This article was originally published on ETFTrends.com.

In a year marked by increased interest rate hikes, Treasury bonds and related exchange traded funds still managed to rally toward the end of the year as market volatility and uncertainty pushed investors into safety bets.

Over the past three months, the iShares 7-10 Year Treasury Bond ETF (IEF) gained 2.7% and iShares 20+ Year Treasury Bond ETF (TLT) rose 3.1% as yields on benchmark 10-year Treasury notes dropped back down to 2.74% after reaching as high as 3.22% back in October.

U.S. Treasuries are leading the advance in global bonds as lingering global growth concerns added on the skepticism over the recent risk-asset gains, which fueled demand for the traditional safe-haven play, Bloomberg reports.

Bonds have been strengthening again on Thursday as the global equity rally stumbled, with U.S. stock-index futures retreating while shares in Europe and Asia were mixed, after Wednesday's most impressive surge in broad stock market indices since 2009.

Meanwhile, as U.S. Treasuries strengthened, yields on benchmark 10-year U.S. notes dipped toward their lowest level since April.

"The market traded well overnight as equities came off and it feels like a little bit of a bid here,” Justin Lederer, an interest rate strategist at Cantor Fitzgerald, told Reuters.

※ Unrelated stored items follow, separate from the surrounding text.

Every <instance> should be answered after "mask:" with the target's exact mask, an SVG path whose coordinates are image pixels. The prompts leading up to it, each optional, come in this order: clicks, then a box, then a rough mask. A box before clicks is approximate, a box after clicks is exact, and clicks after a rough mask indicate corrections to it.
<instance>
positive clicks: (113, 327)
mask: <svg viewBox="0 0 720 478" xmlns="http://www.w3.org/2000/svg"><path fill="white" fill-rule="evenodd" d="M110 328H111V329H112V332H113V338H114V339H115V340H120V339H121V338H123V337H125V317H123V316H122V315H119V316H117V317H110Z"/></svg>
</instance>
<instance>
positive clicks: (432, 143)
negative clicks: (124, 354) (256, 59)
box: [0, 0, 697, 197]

Bonds are strengthening with policy uncertainty “putting pressure on equities,” Antoine Bouvet, an interest-rates strategist at Mizuho International Plc, told Bloomberg. There is “little prospect for this uncertainty to abate in the near term. Month-end flows should be supportive in illiquid markets” for debt.

The recent political risks compounded investor fears in recent trading sessions. In Washington D.C., a partial government shutdown continues. Furthermore, President Donald Trump repeatedly criticized the Federal Reserve over its interest rate hikes.